My Vagina Has a Cold

At the grand old age of twenty-two, I received my first phone call that I had to sit down for, just like in the movies. I figured my gynecologist was just returning my inquiry about my insurance, but like my current cellular makeup, this was an atypical phone call. “The pap smear results from your routine exam came back abnormal,” she said. “We need to schedule a colposcopy. You have HPV.”

The first response out of my mouth was the dreaded C word in response: Cancer? “I’m … gonna get cancer?” I sputtered. With the exception of the television ads for Gardasil (which ironically, I was on schedule to receive in the next couple of months) and condom fairs on my college campus, my knowledge about HPV was minimal, but negative. The voice on the other line tried to pacify my outcry, telling me to relax and that the virus was extremely common. Relax? This woman wants me to RELAX? She just told me I have an STD with who-knows-how-many life-altering side effects. Though she assured me I did not have cancer, I needed to come in for a more detailed diagnosis. I couldn’t ask enough questions, most of them ignorant, but at the end of the phone call, she assured me not to lose sleep over this. HA!

As someone who neurotically researched the biological intricacies of the menstrual cycle and memorized the entire birth control usage manual during my first sexually active months, it’s surprising that I knew next to nothing about HPV. Thankfully, my doctor referred me to a reliable online resource. Heaven forbid I encounter scary Googled pictures of genital warts and cancerous lesions. When it comes to mental strife, research is a reliable antidote. I learned that there are hundreds of strains of HPV. Some cause genital warts in both sexes—this is known as “low-risk HPV.” Other strains, which are known as “High-risk HPV” cause abnormal cellular changes in the cervix. If untreated, these can mutate into cancerous cells. Of course, there are benign strains as well. After my scheduled colposcopy, I wished I could call those lovely no-risk strains my own. Also, like a cold or any other virus, HPV has no cure. Even after treating symptoms, sketchy cells could turn up again and again. All this knowledge was not as comforting as I had hoped, but at least I wasn’t in the dark anymore.

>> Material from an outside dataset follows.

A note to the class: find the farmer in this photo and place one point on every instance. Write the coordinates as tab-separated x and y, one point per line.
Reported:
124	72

Then, I learned that the virus can lay dormant in the body for months, even years. This was not a relief in the least: I had hoped I would able to pin down one of my exes as the culprit. Thankfully, my former partner list doesn’t fill up an entire memo pad. Like a detective on the case, I awkwardly called my suspects one by one, revealing the crime scene and praying they’d give me some concrete answers in return. I advised they tell their girlfriends and past partners to get tested and they wished me the best. But like any good crime show, there’s always a plot twist. High-risk HPV is asymptomatic in men; they are only carriers and there’s no reliable test to determine whether they have it or not. In the end, it is practically impossible to determine when or from whom HPV was caught. Could it have come from a one-night stand, a month-long spring fling, or my current long-term monogamous relationship? The case will forever remain unsolved.

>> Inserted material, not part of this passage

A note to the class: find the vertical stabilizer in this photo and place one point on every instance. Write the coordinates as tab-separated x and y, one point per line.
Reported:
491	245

When I went in for my colposcopy, the doctor said exactly what was said on the phone a few days prior: that I would be fine, that the virus is manageable, that millions of women live perfectly normal lives, sexual or otherwise. Fine, but that doesn’t excuse the pain I had to endure during the biopsy. Don’t let anyone tell you otherwise; having abnormal cells removed from the inside of cervix is no walk in the park. But he reassured me that this would likely not be a regular occurrence. I would, however, have to have pap smears every four months to keep my body in check. It’s an inconvenience, but it’s certainly better than risking cancer.